Seitz- The specimens of the first brood larger, predominantly grey-brown, those of
the second brood smaller, light straw-colour. The transverse bands of the forewing only indicated by black vein-dots, the postdiscal band more complete than the other, being marked by double dots separated by white and placed in a slightly darkened shadowy band; all the veins more or less extended black; the proximal lobe of scales of the hind margin for the greater part black. Hindwing of the same ground-colour as the forewing,
with lighter median band. — Distributed throughout Europe with the exception of Greece; in North-West. Africa, northern Asia Minor, and also in Amurland. Two broods in Central Europe, April—May and July—August, from the Baltic provinces of Russia northward only one brood, May—June. — The form from Lapland, lapponica Teich, is uniformly dark grey-brown, the light median band of the hindwing absent. — A like-wise dark form is known from the Black Sea and Southern Siberia, being presumably more widely distributed in Central Asia; this is pontica Stgr. [now subspecies P. palpina pontica Staudinger, 1901], in which the light band of the hindwing is scarcely indicated. —Egg strongly globose, whitish green with darker spot at the pole.

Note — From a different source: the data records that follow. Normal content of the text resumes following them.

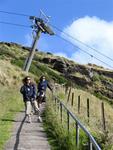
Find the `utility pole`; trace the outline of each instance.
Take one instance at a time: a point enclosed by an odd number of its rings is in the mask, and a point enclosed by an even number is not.
[[[37,46],[37,42],[38,42],[38,39],[40,38],[41,33],[45,33],[45,34],[47,33],[49,35],[54,35],[54,32],[47,25],[47,23],[44,22],[43,19],[37,18],[35,16],[30,16],[30,19],[32,19],[34,21],[34,25],[32,27],[35,29],[36,36],[34,38],[31,50],[29,52],[29,56],[26,59],[25,64],[24,64],[23,70],[26,71],[26,72],[28,72],[29,69],[30,69],[32,59],[33,59],[34,54],[35,54],[35,49],[36,49],[36,46]]]

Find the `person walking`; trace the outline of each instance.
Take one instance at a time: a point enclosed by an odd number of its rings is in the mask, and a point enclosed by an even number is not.
[[[49,88],[52,91],[52,88],[49,85],[48,81],[46,80],[46,77],[43,75],[43,76],[40,77],[40,80],[39,80],[39,83],[38,83],[37,100],[38,100],[39,105],[42,102],[46,101],[46,89],[47,88]]]
[[[32,106],[34,106],[35,111],[38,113],[39,108],[36,101],[36,86],[33,82],[31,82],[31,78],[29,76],[23,79],[23,86],[20,88],[20,92],[23,95],[26,117],[28,118],[28,122],[31,123]]]

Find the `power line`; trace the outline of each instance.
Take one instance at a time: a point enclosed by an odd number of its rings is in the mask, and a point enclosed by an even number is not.
[[[75,40],[75,41],[77,41],[77,42],[79,42],[79,43],[85,45],[86,47],[88,47],[88,48],[92,49],[93,51],[97,52],[98,54],[100,54],[101,56],[104,56],[105,58],[107,58],[107,59],[113,61],[112,58],[110,58],[109,56],[105,55],[104,53],[101,53],[101,52],[99,52],[97,49],[95,49],[95,48],[89,46],[88,44],[85,44],[84,42],[78,40],[77,38],[74,38],[74,37],[71,36],[70,34],[68,34],[68,33],[62,31],[61,29],[59,29],[58,27],[56,27],[56,26],[54,26],[54,25],[52,25],[52,24],[50,24],[50,25],[51,25],[53,28],[55,28],[55,29],[57,29],[58,31],[60,31],[61,33],[65,34],[66,36],[70,37],[71,39],[73,39],[73,40]]]
[[[31,16],[31,15],[28,15],[28,14],[15,13],[15,12],[3,11],[3,10],[0,10],[0,13],[6,13],[6,14],[18,15],[18,16],[25,16],[25,17],[30,17],[30,16]],[[69,36],[69,37],[72,38],[73,40],[75,40],[75,41],[77,41],[77,42],[79,42],[79,43],[85,45],[86,47],[92,49],[93,51],[97,52],[98,54],[104,56],[105,58],[107,58],[107,59],[109,59],[109,60],[111,60],[111,61],[113,61],[112,58],[110,58],[109,56],[105,55],[104,53],[99,52],[97,49],[95,49],[95,48],[89,46],[88,44],[85,44],[84,42],[78,40],[77,38],[74,38],[73,36],[71,36],[71,35],[69,35],[68,33],[62,31],[61,29],[59,29],[58,27],[56,27],[56,26],[54,26],[54,25],[52,25],[52,24],[50,24],[50,25],[51,25],[53,28],[55,28],[55,29],[57,29],[58,31],[60,31],[60,32],[62,32],[63,34],[65,34],[66,36]]]
[[[63,38],[63,37],[59,36],[58,34],[55,34],[55,35],[56,35],[57,37],[59,37],[59,38],[63,39],[64,41],[66,41],[66,42],[70,43],[71,45],[73,45],[74,47],[78,48],[79,50],[83,51],[84,53],[86,53],[86,54],[87,54],[87,55],[89,55],[90,57],[95,58],[96,60],[100,61],[101,63],[103,63],[103,64],[105,64],[106,66],[108,66],[108,67],[110,67],[110,68],[112,68],[112,69],[113,69],[113,66],[111,66],[111,65],[109,65],[108,63],[106,63],[106,62],[104,62],[104,61],[100,60],[99,58],[97,58],[97,57],[95,57],[94,55],[90,54],[90,53],[89,53],[89,52],[87,52],[86,50],[83,50],[82,48],[80,48],[80,47],[78,47],[77,45],[73,44],[72,42],[70,42],[70,41],[66,40],[65,38]]]
[[[15,13],[15,12],[3,11],[3,10],[0,10],[0,13],[10,14],[10,15],[17,15],[17,16],[24,16],[24,17],[29,17],[30,16],[28,14],[21,14],[21,13]]]
[[[27,26],[27,25],[16,24],[16,23],[11,23],[11,22],[4,22],[4,21],[0,21],[0,24],[19,26],[19,27],[23,27],[23,28],[31,28],[30,26]]]
[[[28,15],[28,14],[23,14],[23,13],[21,14],[21,13],[15,13],[15,12],[8,12],[8,11],[2,11],[2,10],[0,10],[0,13],[6,13],[6,14],[11,14],[11,15],[18,15],[18,16],[30,17],[30,15]],[[30,28],[30,26],[21,25],[21,24],[14,24],[14,23],[9,23],[9,22],[2,22],[2,21],[0,21],[0,23],[2,23],[2,24],[8,24],[8,25],[14,25],[14,26],[20,26],[20,27],[24,27],[24,28]],[[71,36],[71,35],[69,35],[68,33],[62,31],[61,29],[59,29],[58,27],[56,27],[56,26],[54,26],[54,25],[52,25],[52,24],[50,24],[50,25],[51,25],[53,28],[55,28],[55,29],[57,29],[58,31],[60,31],[61,33],[65,34],[66,36],[68,36],[68,37],[72,38],[73,40],[75,40],[75,41],[77,41],[77,42],[79,42],[79,43],[85,45],[86,47],[92,49],[93,51],[96,51],[98,54],[104,56],[105,58],[107,58],[107,59],[113,61],[112,58],[110,58],[109,56],[107,56],[107,55],[105,55],[105,54],[99,52],[97,49],[95,49],[95,48],[93,48],[93,47],[91,47],[91,46],[85,44],[84,42],[78,40],[77,38],[74,38],[73,36]],[[58,36],[58,35],[57,35],[57,36]],[[78,46],[76,46],[76,45],[73,44],[72,42],[66,40],[65,38],[63,38],[63,37],[61,37],[61,36],[58,36],[58,37],[62,38],[62,39],[65,40],[66,42],[68,42],[68,43],[74,45],[74,47],[77,47],[78,49],[80,49],[80,50],[83,51],[84,53],[90,55],[91,57],[94,57],[96,60],[102,62],[103,64],[109,66],[110,68],[113,68],[112,66],[110,66],[110,65],[107,64],[106,62],[104,62],[104,61],[98,59],[97,57],[93,56],[92,54],[88,53],[87,51],[85,51],[85,50],[79,48]]]

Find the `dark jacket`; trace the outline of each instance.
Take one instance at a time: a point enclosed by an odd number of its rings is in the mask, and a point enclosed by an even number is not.
[[[40,91],[46,91],[47,87],[52,90],[52,88],[50,87],[50,85],[48,84],[48,81],[45,80],[45,81],[40,81],[39,84],[38,84],[38,92]]]
[[[30,85],[24,84],[21,87],[20,92],[23,95],[24,102],[36,99],[36,86],[33,83]]]

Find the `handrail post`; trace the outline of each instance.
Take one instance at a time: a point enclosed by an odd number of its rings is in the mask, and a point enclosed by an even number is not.
[[[76,146],[79,147],[79,125],[76,122]]]

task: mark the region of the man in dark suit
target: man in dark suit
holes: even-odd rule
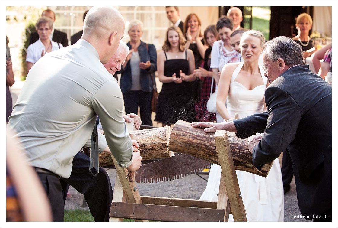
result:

Larva light bluish green, with 6 rows of raised white dots, 4 being dorsal and 2 lateral. Above the spiracles a white longitudinal stripe which is anteriorly thinly edged with fuscous, at the prothoracical stigma a red streak. May to October on Poplar, Oak, Lime and Salix. Pupa dark red-brown. The moth is very common and usually settles on the bark of Poplars or Willows on such spots where the light wood appears through the damaged bark, the moth having the same
colour as such light spots. The pencilling of the wings, which are held in steep roof-shape, render the specimen exactly similar to a splinter of wood, of which the palpi represent the split end, the resemblance being especially striking in a pair in copula.

==Biology==
The moth survives winter as a pupa. The imago looks like a piece of wood and the flying period ranges from the start of April to the start of September.
1. The flight season refers to the British Isles. This may vary in other parts of the range.

==Host plants==
The host plants are willows and poplar.